When multiple connections of the same integration type exist (e.g. two custom ETL, ADF, or Airflow connections with overlapping job names), add a tag naming the connection so Monte Carlo resolves the right one — mcd_resource_id (the connection's resource UUID) for custom ETL, mc_integration_name for ADF, airflow_env for Airflow.

Note: the mcd_resource_id resource UUID is assigned by Monte Carlo when the integration is registered — you won't have it until you've finished building the agent image, registering it, and adding the integration. It's only needed for disambiguation, so skip it until then (and omit it entirely if the job's source_id is unique across your connections).

Query tagging complements inputs/outputs: asset refs describe what the vendor API knows statically, while tags capture lineage from SQL the API can't see. Use both where appropriate.

Manifest format

{
  "connection_type": "custom-etl-connector-{7hex}",
  "connection_name": "coalesce",
  "asset_class": "etl",
  "terminology": { "group": "Workspace", "job": "Mapping", "task": "Step" },
  "credentials_schema": {},
  "icon_url": "https://example.com/vendor-icon.svg",
  "run_status_mapping": { "Succeeded": "success", "Failed": "failed" },
  "task_run_status_mapping": { "Done": "success", "Error": "error" }
}

The terminology field maps Monte Carlo's generic concepts (group, job, task) to the terms your orchestrator uses. The optional credentials_schema field enables server-side credential validation — see step 5b for details.

icon_url is optional — a publicly reachable image URL (SVG/PNG) used as the integration's icon in the Monte Carlo UI. The scaffold script prompts for it; it can also be added to manifest.json later (rebuild and redeploy the agent image for the change to take effect).

By providing an image URL, you confirm you have the right to use and display this image in connection with Monte Carlo's services.

run_status_mapping is required.

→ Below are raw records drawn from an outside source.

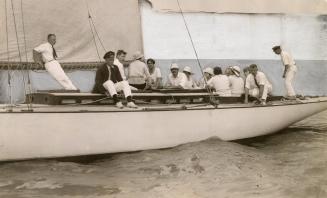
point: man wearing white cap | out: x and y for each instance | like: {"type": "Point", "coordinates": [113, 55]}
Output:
{"type": "Point", "coordinates": [190, 83]}
{"type": "Point", "coordinates": [138, 73]}
{"type": "Point", "coordinates": [208, 73]}
{"type": "Point", "coordinates": [176, 79]}
{"type": "Point", "coordinates": [49, 57]}
{"type": "Point", "coordinates": [257, 85]}
{"type": "Point", "coordinates": [289, 71]}
{"type": "Point", "coordinates": [236, 82]}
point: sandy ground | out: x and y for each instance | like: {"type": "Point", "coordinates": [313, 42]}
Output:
{"type": "Point", "coordinates": [289, 164]}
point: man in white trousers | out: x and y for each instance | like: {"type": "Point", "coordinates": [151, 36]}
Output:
{"type": "Point", "coordinates": [289, 71]}
{"type": "Point", "coordinates": [49, 56]}
{"type": "Point", "coordinates": [108, 79]}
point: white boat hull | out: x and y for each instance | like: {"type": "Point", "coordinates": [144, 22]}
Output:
{"type": "Point", "coordinates": [46, 134]}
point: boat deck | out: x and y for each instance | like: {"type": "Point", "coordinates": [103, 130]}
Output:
{"type": "Point", "coordinates": [77, 108]}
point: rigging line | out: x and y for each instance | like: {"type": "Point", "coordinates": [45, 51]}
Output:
{"type": "Point", "coordinates": [95, 42]}
{"type": "Point", "coordinates": [96, 32]}
{"type": "Point", "coordinates": [18, 46]}
{"type": "Point", "coordinates": [195, 52]}
{"type": "Point", "coordinates": [90, 24]}
{"type": "Point", "coordinates": [8, 59]}
{"type": "Point", "coordinates": [27, 64]}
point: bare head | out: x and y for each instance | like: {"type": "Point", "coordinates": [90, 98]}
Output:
{"type": "Point", "coordinates": [109, 57]}
{"type": "Point", "coordinates": [246, 71]}
{"type": "Point", "coordinates": [277, 49]}
{"type": "Point", "coordinates": [253, 68]}
{"type": "Point", "coordinates": [121, 55]}
{"type": "Point", "coordinates": [150, 62]}
{"type": "Point", "coordinates": [52, 39]}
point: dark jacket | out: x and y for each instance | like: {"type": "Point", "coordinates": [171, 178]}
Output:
{"type": "Point", "coordinates": [102, 75]}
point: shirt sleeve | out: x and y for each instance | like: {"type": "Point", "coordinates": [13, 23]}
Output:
{"type": "Point", "coordinates": [286, 58]}
{"type": "Point", "coordinates": [183, 80]}
{"type": "Point", "coordinates": [261, 78]}
{"type": "Point", "coordinates": [41, 48]}
{"type": "Point", "coordinates": [247, 82]}
{"type": "Point", "coordinates": [210, 82]}
{"type": "Point", "coordinates": [158, 72]}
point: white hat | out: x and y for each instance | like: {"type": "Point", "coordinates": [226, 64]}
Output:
{"type": "Point", "coordinates": [174, 66]}
{"type": "Point", "coordinates": [208, 70]}
{"type": "Point", "coordinates": [138, 55]}
{"type": "Point", "coordinates": [236, 70]}
{"type": "Point", "coordinates": [188, 69]}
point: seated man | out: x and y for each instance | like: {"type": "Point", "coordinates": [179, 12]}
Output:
{"type": "Point", "coordinates": [108, 78]}
{"type": "Point", "coordinates": [236, 81]}
{"type": "Point", "coordinates": [257, 85]}
{"type": "Point", "coordinates": [220, 83]}
{"type": "Point", "coordinates": [176, 79]}
{"type": "Point", "coordinates": [49, 57]}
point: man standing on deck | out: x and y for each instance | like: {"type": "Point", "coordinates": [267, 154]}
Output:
{"type": "Point", "coordinates": [108, 78]}
{"type": "Point", "coordinates": [119, 61]}
{"type": "Point", "coordinates": [49, 57]}
{"type": "Point", "coordinates": [289, 71]}
{"type": "Point", "coordinates": [257, 85]}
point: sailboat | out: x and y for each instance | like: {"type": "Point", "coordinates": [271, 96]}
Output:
{"type": "Point", "coordinates": [60, 124]}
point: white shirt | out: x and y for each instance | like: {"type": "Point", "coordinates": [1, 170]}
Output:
{"type": "Point", "coordinates": [46, 50]}
{"type": "Point", "coordinates": [121, 68]}
{"type": "Point", "coordinates": [288, 60]}
{"type": "Point", "coordinates": [236, 85]}
{"type": "Point", "coordinates": [138, 72]}
{"type": "Point", "coordinates": [155, 75]}
{"type": "Point", "coordinates": [179, 80]}
{"type": "Point", "coordinates": [261, 79]}
{"type": "Point", "coordinates": [190, 83]}
{"type": "Point", "coordinates": [221, 84]}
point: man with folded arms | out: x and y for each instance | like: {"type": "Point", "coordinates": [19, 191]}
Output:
{"type": "Point", "coordinates": [257, 85]}
{"type": "Point", "coordinates": [108, 78]}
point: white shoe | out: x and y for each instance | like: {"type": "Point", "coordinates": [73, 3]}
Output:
{"type": "Point", "coordinates": [119, 105]}
{"type": "Point", "coordinates": [131, 105]}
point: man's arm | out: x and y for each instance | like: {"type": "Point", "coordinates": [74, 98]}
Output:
{"type": "Point", "coordinates": [37, 57]}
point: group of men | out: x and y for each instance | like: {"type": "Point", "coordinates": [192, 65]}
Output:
{"type": "Point", "coordinates": [110, 77]}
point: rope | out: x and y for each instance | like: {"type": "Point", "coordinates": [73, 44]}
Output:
{"type": "Point", "coordinates": [27, 64]}
{"type": "Point", "coordinates": [18, 46]}
{"type": "Point", "coordinates": [8, 59]}
{"type": "Point", "coordinates": [212, 99]}
{"type": "Point", "coordinates": [91, 28]}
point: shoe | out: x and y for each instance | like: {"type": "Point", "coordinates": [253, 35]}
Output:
{"type": "Point", "coordinates": [119, 105]}
{"type": "Point", "coordinates": [132, 105]}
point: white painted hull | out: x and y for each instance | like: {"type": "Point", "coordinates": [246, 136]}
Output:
{"type": "Point", "coordinates": [43, 134]}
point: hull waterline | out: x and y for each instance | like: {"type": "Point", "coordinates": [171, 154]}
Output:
{"type": "Point", "coordinates": [48, 134]}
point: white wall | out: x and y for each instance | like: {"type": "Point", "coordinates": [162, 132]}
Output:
{"type": "Point", "coordinates": [232, 36]}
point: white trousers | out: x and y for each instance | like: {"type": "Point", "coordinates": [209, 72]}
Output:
{"type": "Point", "coordinates": [112, 88]}
{"type": "Point", "coordinates": [289, 76]}
{"type": "Point", "coordinates": [255, 92]}
{"type": "Point", "coordinates": [55, 70]}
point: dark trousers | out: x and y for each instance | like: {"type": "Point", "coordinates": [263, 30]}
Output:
{"type": "Point", "coordinates": [138, 86]}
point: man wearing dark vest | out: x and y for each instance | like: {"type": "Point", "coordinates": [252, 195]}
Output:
{"type": "Point", "coordinates": [108, 78]}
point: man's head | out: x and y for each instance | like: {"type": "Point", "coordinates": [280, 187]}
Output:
{"type": "Point", "coordinates": [109, 57]}
{"type": "Point", "coordinates": [138, 56]}
{"type": "Point", "coordinates": [174, 69]}
{"type": "Point", "coordinates": [246, 71]}
{"type": "Point", "coordinates": [52, 39]}
{"type": "Point", "coordinates": [121, 55]}
{"type": "Point", "coordinates": [277, 49]}
{"type": "Point", "coordinates": [150, 62]}
{"type": "Point", "coordinates": [253, 68]}
{"type": "Point", "coordinates": [228, 71]}
{"type": "Point", "coordinates": [217, 70]}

It maps vendor-native run status strings to Monte Carlo canonical statuses (e.g. success, failed, in_progress, queued). Keys are vendor-native status strings (case-insensitive matching at runtime). Values must be members of ETL_RUN_STATUS_VALUES from pycarlo. The scaffold stubs an empty run_status_mapping — populate it as you discover the vendor's status vocabulary during implementation. The test framework validates the mapping values and fails if any vendor statuses returned during testing are not covered by the mapping. task_run_status_mapping is optional — when absent, task runs use run_status_mapping as a fallback.

ETL test commands

# Connection test
CONNECTOR=<name> docker compose run --rm test -m etl_connection

# Metadata test — validates fetch_metadata returns well-formed dicts
CONNECTOR=<name> docker compose run --rm test -m etl_metadata

# Run details test — validates fetch_run_details returns well-formed dicts
CONNECTOR=<name> docker compose run --rm test -m etl_run_details

Each test group also runs capability tests that check for optional features (groups, tasks, lineage, schedule, error details, etc.). Features that aren't present in the returned data show as xfail rather than failures. After the tests finish, a summary table prints which features your connector implements:

=================== ETL Capability Summary -- coalesce ====================

  Metadata Features:
    Group (workspace/project) ............. YES
    Tasks (sub-job breakdown) ............. YES
    Inputs (static lineage) ...............  -
    ...

  8/17 optional features implemented
===========================================================================

Webhook-Triggered Run Collection

By default, Monte Carlo polls your ETL connector every 60 minutes, calling fetch_run_details in polling mode (with window_start/window_end bounding a ~60-minute window) to collect all recent runs. This catches failures within that window, but it means a failed run could take up to an hour to appear in Monte Carlo.

For faster failure detection, you can configure your ETL tool to POST to a webhook that triggers an immediate run collection. When you register the connection in Monte Carlo, you receive:

  • Webhook URL
  • Token ID and Token Key (for authentication)

When Monte Carlo receives a webhook event, it triggers a run collection job on your connector. You can optionally include query parameters to filter which runs are collected — otherwise, all recent runs are collected (the same as a normal polling cycle, just triggered immediately).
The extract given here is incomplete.